Testimonianza nella sanità del Lazio

Chi scrive, non è un segreto visto che lo abbiamo raccontato quasi in tempo reale ieri nella nostra diretta facebook, ha scoperto l’8 settembre, di essere positivo al Covid. Un tampone, fatto per scrupolo lunedì 7 settembre, ha datto l’inequivocabile esito: positivo.

Sintomi pochi: qualche linea di febbre, un dolore di testa e di ossa, ma poco altro per fortuna. Inutile dire che da subito (dal tampone) inizia l’autoisolamento e immediatamente dopo l’esito, il giro di telefonate a chi è stato in contatto con me negli utlimi giorni.

Più interessante per i nostri lettori, invece, raccontare quello che è successo con il Sistema di sorveglianza sanitaria. In una parola: nulla. Da martedì alle 13 – pochi minuti dopo aver scaricato gli esiti del referto – il medico di base che ci aveva in cura ha fatto la segnalazione obbligatoria al Servizio di igiene e sanità pubblica della Asl, il Sisp. Va ricordato che il Sisp ha un ruolo fondamentale: contattare il paziente positivo, ricostruire i suoi contatti e stabilire le misure per evitare il diffondersi del contagio. È il cosiddetto tracciamento, l’unica misura utile per contenere il virus.

Al momento in cui scriviamo, a circa 24 ore di distanza dalla prima comunicazione alla rete di sorveglianza, di questa telefonata non abbiamo saputo nulla. Il tracciamento è stato del tutto volontario: tutti coloro che ho avvertito e che avevano avuto contatti con me, seppure con le precauzioni comuni in questi giorni si sono messi in auto-isolamento precauzionale. Ma dell’intervento del Sisp, neppure l’ombra.

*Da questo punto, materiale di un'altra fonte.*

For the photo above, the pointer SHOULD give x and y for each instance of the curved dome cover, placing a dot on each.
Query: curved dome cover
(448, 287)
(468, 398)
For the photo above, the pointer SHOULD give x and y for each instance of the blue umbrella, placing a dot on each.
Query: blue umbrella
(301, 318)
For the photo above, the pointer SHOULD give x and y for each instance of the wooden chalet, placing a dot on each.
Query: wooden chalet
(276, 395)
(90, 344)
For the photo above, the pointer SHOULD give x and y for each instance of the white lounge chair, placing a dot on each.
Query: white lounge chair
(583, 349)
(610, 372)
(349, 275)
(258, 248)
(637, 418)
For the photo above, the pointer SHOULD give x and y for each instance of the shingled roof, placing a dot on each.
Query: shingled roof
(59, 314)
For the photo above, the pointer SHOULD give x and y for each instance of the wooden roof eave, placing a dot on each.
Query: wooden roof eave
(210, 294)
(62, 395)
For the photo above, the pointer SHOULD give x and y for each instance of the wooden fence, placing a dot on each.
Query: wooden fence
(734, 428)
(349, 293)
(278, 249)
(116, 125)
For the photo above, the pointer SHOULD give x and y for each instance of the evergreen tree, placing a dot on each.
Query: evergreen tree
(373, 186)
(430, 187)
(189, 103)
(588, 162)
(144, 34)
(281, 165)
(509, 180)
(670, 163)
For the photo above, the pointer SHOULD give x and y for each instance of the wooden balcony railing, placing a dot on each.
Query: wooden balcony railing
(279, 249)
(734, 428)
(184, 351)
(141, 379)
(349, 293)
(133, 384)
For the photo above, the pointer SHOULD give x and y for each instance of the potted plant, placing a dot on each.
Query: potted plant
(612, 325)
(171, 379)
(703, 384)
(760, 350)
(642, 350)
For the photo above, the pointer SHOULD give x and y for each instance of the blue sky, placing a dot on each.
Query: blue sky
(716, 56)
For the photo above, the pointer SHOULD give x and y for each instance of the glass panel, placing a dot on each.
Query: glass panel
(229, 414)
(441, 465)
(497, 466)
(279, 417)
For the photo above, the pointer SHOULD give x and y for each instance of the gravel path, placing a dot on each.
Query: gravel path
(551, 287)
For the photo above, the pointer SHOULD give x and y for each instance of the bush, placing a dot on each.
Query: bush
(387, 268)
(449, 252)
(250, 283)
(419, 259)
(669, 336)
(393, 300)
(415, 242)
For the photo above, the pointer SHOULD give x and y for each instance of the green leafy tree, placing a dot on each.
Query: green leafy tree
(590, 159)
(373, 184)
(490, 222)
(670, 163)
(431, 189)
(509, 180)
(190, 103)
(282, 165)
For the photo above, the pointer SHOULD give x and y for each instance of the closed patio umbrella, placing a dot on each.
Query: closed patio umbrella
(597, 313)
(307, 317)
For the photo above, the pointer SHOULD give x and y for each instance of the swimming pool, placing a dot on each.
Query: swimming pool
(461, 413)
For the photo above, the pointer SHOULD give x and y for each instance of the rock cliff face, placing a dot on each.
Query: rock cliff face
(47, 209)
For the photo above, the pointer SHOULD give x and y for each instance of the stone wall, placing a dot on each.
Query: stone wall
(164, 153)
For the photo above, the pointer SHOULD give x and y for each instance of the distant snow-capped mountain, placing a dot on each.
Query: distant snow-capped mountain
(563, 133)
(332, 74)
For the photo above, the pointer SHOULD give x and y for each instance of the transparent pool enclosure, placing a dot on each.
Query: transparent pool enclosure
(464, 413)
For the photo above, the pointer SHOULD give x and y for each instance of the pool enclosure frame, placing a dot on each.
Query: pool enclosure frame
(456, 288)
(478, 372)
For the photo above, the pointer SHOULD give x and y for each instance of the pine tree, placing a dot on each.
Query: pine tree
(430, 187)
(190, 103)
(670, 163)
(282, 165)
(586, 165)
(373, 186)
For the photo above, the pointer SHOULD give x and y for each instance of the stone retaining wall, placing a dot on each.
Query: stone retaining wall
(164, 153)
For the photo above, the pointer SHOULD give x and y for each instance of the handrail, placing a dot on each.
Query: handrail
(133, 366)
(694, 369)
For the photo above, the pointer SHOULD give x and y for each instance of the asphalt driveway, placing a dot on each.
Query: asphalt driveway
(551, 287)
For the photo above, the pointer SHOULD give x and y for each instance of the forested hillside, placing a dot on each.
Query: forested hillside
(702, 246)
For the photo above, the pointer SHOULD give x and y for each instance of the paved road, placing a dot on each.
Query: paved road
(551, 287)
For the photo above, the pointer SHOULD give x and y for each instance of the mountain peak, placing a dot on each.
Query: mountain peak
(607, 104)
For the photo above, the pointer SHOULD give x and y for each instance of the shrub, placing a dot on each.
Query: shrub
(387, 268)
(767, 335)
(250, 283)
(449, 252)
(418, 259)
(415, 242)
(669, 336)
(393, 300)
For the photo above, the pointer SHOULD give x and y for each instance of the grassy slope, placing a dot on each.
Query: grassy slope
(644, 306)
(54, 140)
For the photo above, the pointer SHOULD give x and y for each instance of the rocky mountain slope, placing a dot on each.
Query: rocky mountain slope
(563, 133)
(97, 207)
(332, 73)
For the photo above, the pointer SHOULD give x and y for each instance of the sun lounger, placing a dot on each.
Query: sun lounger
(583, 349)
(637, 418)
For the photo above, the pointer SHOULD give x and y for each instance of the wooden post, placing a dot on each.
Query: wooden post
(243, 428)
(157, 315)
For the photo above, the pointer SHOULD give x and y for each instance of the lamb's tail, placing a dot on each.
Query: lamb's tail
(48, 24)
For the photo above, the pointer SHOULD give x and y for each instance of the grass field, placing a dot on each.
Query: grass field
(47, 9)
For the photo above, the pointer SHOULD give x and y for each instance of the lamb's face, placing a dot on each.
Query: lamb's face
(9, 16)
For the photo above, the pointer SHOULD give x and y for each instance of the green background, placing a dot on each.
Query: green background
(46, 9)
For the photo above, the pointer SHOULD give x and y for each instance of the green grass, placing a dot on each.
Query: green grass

A oltre sei mesi dal primo caso di Covid italiano, insomma, la situazione è che una Asl come quella romana che ieri aveva da gestire 90 casi (non centinaia, non migliaia) non riesce ad attivarsi nei tempi rapidi che potrebbero essere esiziali per evitare un focolaio. Ed è solo la buona volontà di chi viene avvertito autonomamente dal malato a fare la differenza.

E a poco è servito che chi scrive abbia contattato il numero verde Covid 19 della Regione Lazio, l’800118800, se non per sentirsi rispondere: “proceda lei a informare le persone con cui è venuto a contatto, l’attesa di una chiamata purtroppo è normale”.

Sarebbe oltretutto molto lungo raccontarvi la sfilza di risposte diverse dei medici a chi – nella cerchia di chi era venuto a contatto con me – ha chiesto se doveva fare il tampone: una testa un parere, verrebbe da dire osservando le differenze tra chi ha prescritto il tampone, chi lo ha negato (“deve contattarvi il Sisp”), chi non ha saputo cosa rispondere.

Ci congediamo con questa cronaca delle falle di un sistema che avrebbe dovuto essere oramai rodato, con l’osservazione fatta proprio ieri notte da una delle persone che ho avvisato e che come tutte le altre ha cercato per un’intera giornata di capire cosa doveva fare: “Se penso che siamo a 6 mesi dal lockdown, nessuno di noi sta male e abbiamo chiamato una ventina di medici, ASL ecc ecc e ancora non é del tutto chiarissimo cosa si deve fare… non voglio neanche immaginare cosa é successo 6 mesi fa ad un poveraccio che stava soffocando dentro casa. Meglio non immaginarlo!”